Difference between Root Port and Designated Port
Following figure shows a network with four Switches. The Root Bridge (Root Switch) (omnisecu.com.SW1), Spanning Tree Root Ports ("RP"), Spanning Tree Designated Ports ("DP") and a Non Designated Port ("NDP") are marked on the figure.
The differences between Root Port and Designated Port are listed below.
• Root Port is a single selected port on a Switch, other than Root Switch, with least Path Cost to reach the Root Bridge. The Designated Port is the port that has the lowest Spanning Tree Path Cost on a particular Local Area Network (LAN) segment.
The Root Port is the port on the Bridge (Switch) with the least Spanning Tree Path Cost from the switch to the Root Bridge. A Designated Port is the port on a Local Area Network (LAN) segment with the least Spanning Tree Path Cost to the Root Bridge (Root Switch).
• There can be ONLY one Root Port on a Bridge (Switch).
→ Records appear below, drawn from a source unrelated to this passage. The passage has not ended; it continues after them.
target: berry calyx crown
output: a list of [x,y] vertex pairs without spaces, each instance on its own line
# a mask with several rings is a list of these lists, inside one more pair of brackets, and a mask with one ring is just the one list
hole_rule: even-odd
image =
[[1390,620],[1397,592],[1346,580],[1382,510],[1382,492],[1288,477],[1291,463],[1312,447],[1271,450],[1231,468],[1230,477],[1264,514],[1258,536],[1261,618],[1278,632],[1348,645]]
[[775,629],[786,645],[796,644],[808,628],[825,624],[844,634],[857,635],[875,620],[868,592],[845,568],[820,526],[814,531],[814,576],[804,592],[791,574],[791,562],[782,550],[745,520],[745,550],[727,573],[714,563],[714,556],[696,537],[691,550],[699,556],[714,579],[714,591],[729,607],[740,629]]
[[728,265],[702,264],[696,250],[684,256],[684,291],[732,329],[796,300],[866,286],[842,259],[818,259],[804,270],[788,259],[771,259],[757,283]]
There may be multiple Designated Ports on a Bridge (Switch).
All the ports on a Root Bridge (Root Switch) are Designated Port and there is no Root Port on a Root Bridge (Root Switch).
• A Root Port can NEVER be a Designated Port.
• If one end of a Local Area Network (LAN) segment is a Designated Port, other end is called as Non Designated Port (marked as NDP), if it is NOT a Root Port. Non Designated Port will be always in Blocking State, to avoid Layer 2 Switching loops.